The principles of improving models for assessing the quality of software systems using the cocomo models and iso 9126/25010

Abstract

The article is dedicated to the theoretical and practical analysis of improving models for assessing the quality of software systems, using COCOMO and ISO 9126/25010 models as examples. It is noted that achieving the set goal involves addressing tasks such as identifying shortcomings at the level of mathematical representation of these models, developing mathematical expressions for cost and adjustment models, as well as describing approaches to mathematical enhancement of COCOMO and ISO 9126/25010 models. The need for such mathematical expressions is justified by their potential advantages, such as increased accuracy of assessment, the ability to forecast project costs and quality, standardization of the assessment process, and flexibility in adaptation to various situations. Developing mathematical expressions for COCOMO and ISO 9126/25010 models can significantly enhance their effectiveness and applicability in practical usage for assessing the quality of software systems. The analysis conducted suggests that developing mathematical expressions for software quality assessment models reflects the need for further refinement and development of assessment methods to improve objectivity, accuracy, and applicability in practical conditions. The generalized conclusion at the modeling level is that creating multi-purpose models for software quality is a key step in ensuring their successful development, implementation, and operation.
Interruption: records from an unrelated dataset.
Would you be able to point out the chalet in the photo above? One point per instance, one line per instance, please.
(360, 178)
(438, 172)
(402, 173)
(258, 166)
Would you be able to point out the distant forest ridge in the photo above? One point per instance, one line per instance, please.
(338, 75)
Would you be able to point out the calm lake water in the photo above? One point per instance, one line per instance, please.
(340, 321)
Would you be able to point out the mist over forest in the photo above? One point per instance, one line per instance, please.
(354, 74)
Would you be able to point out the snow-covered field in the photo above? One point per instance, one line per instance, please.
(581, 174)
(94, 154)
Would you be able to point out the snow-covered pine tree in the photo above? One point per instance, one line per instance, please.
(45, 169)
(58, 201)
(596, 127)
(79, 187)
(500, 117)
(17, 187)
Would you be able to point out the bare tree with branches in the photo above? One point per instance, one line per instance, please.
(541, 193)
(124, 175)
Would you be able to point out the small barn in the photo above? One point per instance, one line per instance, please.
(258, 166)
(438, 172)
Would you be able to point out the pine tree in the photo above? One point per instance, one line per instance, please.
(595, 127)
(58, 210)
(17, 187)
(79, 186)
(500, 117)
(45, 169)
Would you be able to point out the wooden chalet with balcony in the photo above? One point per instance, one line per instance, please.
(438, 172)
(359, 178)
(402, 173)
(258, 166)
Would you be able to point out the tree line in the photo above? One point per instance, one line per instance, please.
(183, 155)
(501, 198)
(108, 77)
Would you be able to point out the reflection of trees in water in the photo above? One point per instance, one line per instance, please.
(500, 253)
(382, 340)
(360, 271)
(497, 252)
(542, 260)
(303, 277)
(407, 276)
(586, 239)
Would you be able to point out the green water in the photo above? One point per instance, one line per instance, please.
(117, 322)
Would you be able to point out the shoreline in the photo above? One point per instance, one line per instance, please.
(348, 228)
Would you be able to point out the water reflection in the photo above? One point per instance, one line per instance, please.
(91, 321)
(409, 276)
These principles not only help evaluate various aspects of software quality, such as functionality, performance, reliability, efficiency, usability, and security, but also provide a systematic approach to development, taking into account diverse requirements and stakeholder expectations. Creating such models involves the use of mathematical formulas, algorithms, and methods that objectively assess the quality level of the system, integrating various aspects and considering specific usage contexts. Successful implementation of these principles allows enhancing the efficiency of software development, reducing risks and costs, improving collaboration among project stakeholders, and ensuring high quality and user satisfaction with the product.

Keywords: software, quality metrics, user needs, information technology, mathematical framework, quality assessment models, software systems.